The big picture: For every societal problem there truly is an app aiming to solve it. Meditation apps are trying to help you reduce your stress levels. Investors are throwing money at these apps to help them grow given their demand and low operating costs.

In some parts of the developed world there is a great push for everyone to be well educated, typically ending their student career with a four-year college degree. However, young graduates have frequently reported high stress levels at their entry level jobs, putting them on an unsustainable path towards burnout early on.

Trying to understand all of the cultural reasons for this can be difficult, but regardless of the why aspect of this phenomenon, venture capitalists have sought to cash in on millennials' reported stress. Mobile apps have been appearing left and right that offer meditation routines in varying forms.

Part of the reason for the rise of meditation apps is that they are very inexpensive to run and easy to monetize. For example, the Oak app currently has over 140,000 users each month, but costs just $700 per month in operating expenses. Many other apps with fewer users are charging $50 to over $100 annually but have similar operating costs. Even though overhead costs do increase once a team of staff is required, expenses remain extremely low compared to most other businesses.

Apps Headspace and Calm have collected $75 million and $88 million from investors respectively. Calm is a meditation app currently valued around the $1 billion mark, all for a piece of software that is supposed to help you feel less stress. Unlike Oak though, Calm has paid to bring in celebrity hosts to record meditation guides.
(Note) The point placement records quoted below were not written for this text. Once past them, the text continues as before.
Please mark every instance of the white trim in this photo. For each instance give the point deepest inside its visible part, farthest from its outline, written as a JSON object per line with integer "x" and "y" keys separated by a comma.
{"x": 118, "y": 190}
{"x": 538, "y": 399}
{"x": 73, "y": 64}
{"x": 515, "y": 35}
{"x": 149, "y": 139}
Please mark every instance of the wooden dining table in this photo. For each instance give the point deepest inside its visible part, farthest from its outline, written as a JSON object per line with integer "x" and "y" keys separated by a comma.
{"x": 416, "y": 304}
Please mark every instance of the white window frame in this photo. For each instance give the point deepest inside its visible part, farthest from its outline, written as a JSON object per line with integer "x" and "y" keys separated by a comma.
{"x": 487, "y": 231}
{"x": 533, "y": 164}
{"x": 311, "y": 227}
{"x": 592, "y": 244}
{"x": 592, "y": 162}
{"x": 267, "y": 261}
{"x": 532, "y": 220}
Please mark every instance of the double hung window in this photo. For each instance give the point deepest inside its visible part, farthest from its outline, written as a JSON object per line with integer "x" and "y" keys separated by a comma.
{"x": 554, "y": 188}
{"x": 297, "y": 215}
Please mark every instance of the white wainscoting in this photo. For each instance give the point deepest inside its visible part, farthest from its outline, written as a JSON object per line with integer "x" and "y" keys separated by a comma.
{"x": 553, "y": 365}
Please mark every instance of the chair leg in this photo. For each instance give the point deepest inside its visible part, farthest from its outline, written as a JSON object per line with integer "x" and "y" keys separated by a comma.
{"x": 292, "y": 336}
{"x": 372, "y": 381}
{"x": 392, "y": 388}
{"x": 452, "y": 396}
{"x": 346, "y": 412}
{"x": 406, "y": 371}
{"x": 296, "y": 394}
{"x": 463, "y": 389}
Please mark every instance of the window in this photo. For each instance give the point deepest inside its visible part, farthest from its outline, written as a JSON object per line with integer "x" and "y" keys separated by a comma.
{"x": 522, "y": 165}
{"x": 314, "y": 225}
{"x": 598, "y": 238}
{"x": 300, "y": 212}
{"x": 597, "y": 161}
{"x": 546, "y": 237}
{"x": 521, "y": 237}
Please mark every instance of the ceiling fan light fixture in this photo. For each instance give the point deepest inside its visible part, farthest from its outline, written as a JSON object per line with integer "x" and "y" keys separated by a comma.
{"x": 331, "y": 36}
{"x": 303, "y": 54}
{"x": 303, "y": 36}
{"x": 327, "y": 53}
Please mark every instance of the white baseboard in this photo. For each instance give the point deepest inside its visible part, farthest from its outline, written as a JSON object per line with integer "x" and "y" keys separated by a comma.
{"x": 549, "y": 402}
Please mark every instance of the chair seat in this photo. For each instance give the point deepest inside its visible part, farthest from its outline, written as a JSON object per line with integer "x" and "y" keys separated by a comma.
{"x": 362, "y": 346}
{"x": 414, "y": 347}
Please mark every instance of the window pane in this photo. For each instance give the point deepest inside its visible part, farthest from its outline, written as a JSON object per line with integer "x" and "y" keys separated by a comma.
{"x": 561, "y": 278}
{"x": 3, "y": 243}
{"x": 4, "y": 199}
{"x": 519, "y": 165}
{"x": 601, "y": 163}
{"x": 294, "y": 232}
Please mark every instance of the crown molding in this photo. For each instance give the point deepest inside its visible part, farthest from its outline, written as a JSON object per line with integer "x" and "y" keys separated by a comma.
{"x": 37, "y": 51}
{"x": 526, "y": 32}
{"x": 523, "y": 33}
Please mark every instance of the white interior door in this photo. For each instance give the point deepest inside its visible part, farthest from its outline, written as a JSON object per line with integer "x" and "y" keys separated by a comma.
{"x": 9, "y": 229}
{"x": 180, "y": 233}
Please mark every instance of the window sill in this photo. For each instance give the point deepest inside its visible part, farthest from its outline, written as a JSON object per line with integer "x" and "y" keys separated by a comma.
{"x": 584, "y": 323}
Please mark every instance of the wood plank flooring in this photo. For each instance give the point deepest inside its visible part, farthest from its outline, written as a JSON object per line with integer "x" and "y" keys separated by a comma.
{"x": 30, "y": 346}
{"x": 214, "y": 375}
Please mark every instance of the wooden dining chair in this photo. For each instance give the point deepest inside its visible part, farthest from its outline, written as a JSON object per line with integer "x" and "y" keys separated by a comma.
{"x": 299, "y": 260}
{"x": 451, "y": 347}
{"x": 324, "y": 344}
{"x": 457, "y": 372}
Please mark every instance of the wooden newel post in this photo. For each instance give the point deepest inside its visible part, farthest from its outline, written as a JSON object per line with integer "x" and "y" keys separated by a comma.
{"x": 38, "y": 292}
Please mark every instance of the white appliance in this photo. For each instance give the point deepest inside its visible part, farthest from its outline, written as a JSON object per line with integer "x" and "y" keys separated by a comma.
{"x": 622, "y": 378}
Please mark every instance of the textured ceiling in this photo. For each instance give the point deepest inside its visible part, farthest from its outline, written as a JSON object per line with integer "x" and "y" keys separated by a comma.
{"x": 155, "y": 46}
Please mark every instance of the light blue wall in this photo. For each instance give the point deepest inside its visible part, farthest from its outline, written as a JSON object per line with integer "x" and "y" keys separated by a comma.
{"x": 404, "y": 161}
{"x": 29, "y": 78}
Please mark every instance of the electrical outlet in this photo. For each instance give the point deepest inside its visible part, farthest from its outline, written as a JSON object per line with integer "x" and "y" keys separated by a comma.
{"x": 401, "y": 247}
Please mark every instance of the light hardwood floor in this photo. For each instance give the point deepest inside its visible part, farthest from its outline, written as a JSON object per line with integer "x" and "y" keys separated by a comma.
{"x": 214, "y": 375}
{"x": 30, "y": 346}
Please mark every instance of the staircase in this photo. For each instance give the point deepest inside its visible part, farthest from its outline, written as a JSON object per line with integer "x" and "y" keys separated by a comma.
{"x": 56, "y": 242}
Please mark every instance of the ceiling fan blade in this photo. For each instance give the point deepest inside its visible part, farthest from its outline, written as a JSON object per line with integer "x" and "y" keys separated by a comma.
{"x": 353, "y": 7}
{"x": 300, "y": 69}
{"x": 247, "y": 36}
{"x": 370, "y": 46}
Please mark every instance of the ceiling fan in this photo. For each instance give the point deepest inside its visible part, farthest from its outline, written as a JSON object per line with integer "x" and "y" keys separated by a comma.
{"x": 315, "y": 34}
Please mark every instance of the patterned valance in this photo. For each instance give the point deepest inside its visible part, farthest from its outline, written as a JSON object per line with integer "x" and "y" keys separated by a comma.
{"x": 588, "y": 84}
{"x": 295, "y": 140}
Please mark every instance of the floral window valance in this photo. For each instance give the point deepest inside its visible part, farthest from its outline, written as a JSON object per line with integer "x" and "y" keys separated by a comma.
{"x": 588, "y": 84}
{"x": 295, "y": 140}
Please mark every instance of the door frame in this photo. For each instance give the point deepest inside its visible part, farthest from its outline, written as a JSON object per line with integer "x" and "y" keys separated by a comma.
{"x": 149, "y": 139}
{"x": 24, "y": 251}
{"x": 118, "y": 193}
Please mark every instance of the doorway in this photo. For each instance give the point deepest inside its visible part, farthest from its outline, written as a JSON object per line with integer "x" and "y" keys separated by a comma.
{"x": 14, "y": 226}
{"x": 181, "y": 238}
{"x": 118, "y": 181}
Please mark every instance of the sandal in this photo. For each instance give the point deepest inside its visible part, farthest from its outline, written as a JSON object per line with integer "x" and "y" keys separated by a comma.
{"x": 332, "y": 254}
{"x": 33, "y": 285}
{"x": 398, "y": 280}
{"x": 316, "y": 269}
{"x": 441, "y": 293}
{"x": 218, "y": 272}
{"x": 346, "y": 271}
Surely this costs a bit more to do, but it is a marketing tactic that is arguably working as intended given the company valuation.

Although stress can largely be attributed to cultural factors in play, there is no shortage of people willing to pay money to help alleviate the feeling. Feel free to sound off in the comments below on whether you would be willing to pay for one of the many meditation apps that has sprung up in recent times.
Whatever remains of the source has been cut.